I got the S/Ms. I said in my review that most of the problems were from the bindings not fitting well, I have done everything to adjust them to make them as large as possible but they still don't fit very well. The only possible option I see is to trade toe straps with somebody who has L/XLs.

Have you ridden older forces (around 08) to compare to the new forces? I have 07/08 forces and i happen to like everything about them, even the toe strap and ratchet that everybody seems to hate.


----------



## Leo

I know you mentioned the poor fit, but you still reviewed the bindings nonetheless. I've demoed bad board sizes before and I don't write up reviews for them because of that unless even in the bad size, the board performed exceptionally well.

It's just my opinion though. I don't want to persuade a rider to avoid a particular piece of gear when the ones I own/demo don't even fit correctly.

With your size 10 boots, you should be on the L/XL. That was unfortunately your mistake. If you can, I'd trade up for the larger size and then see how you like the bindings.

I'm not trying to defend the Bosses like a fanboy as I have found a few flaws in my properly fitting bindings. I just don't agree with posting reviews about something that isn't even the right size for you.

I have not ridden the older forces. From what I was told, the only changes from last year are the toe straps. Some bindings I'd much rather own:

Ride Delta

Flux RK30

Rome 390 Boss

K2 Auto Uprise

Flow NXT-ATSE

Burton Restricted Malavitas (if I have ICS board)

2012 Burton Cartels

List goes on and on...


----------



## crazyface

Leo said:


> With your size 10 boots, you should be on the L/XL. That was unfortunately your mistake. If you can, I'd trade up for the larger size and then see how you like the bindings.


It's not my fault at all. I went into my local store and tried on the L/XLs. THEY DID NOT FIT!!! The toe strap would max out before becoming remotely tight. DC makes pretty small boots as these are comparable to size 9 Burtons. I ordered the S/M online as they did not have any in stock near me. My boots do fit in these, they just aren't very comfortable. The bindings fit, just not well for someone with boots near mine's size.


Here is a crappy pic that I just took with my phone.


----------



## Leo

I have the 2011 Burton Restricted Hails 9.5 on my L/XL Bosses. I had to adjust heelcups to the smallest setting so the boot can fit properly. Ankle and toe strap adjustment tweaks and I'm good to go.
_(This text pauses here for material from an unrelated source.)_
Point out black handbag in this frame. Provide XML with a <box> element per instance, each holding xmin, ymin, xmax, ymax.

If you tried them on in the shop, then the heelcups were set at default which is for sizes 11/12.5. That is why your boots didn't fit. So yes, unfortunately, it was your fault for choosing the wrong size 

Actually, I'd put some blame on the shop as well. If I were the employee and I saw that your size 10 fit small on the L/XL Boss, I would have pointed out that the heelcups were set for a bigger boot size and that you can adjust them for size 10's.


----------



## crazyface

Leo said:


> I have the 2011 Burton Restricted Hails 9.5 on my L/XL Bosses. I had to adjust heelcups to the smallest setting so the boot can fit properly. Ankle and toe strap adjustment tweaks and I'm good to go.
> 
> If you tried them on in the shop, then the heelcups were set at default which is for sizes 11/12.5. That is why your boots didn't fit. So yes, unfortunately, it was your fault for choosing the wrong size
> 
> Actually, I'd put some blame on the shop as well. If I were the employee and I saw that your size 10 fit small on the L/XL Boss, I would have pointed out that the heelcups were set for a bigger boot size and that you can adjust them for size 10's.
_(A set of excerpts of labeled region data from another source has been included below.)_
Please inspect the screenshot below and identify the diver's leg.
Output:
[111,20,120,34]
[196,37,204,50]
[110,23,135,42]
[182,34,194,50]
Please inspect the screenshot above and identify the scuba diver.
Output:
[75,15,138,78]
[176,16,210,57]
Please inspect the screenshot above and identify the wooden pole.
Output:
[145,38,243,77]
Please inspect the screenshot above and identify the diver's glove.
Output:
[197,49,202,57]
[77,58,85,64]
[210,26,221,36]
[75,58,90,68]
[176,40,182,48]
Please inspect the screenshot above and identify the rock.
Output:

Oh yeah! I forgot you were with me when I tried the bindings on. Thanks for the reminder. 
Everything was minimized and they did not fit.


----------



## Leo

Wow, no need for the rude sarcasm. I'm just saying the default setting for the L/XL is not set to fit size 10. If the shop guy adjusted the heelcup then cool. 

Just sounds like you only maxed out the straps and not the heelcups. I don't see how my size 9.5 which has burton's shrinkage tech can fit but your size 10 doesn't. 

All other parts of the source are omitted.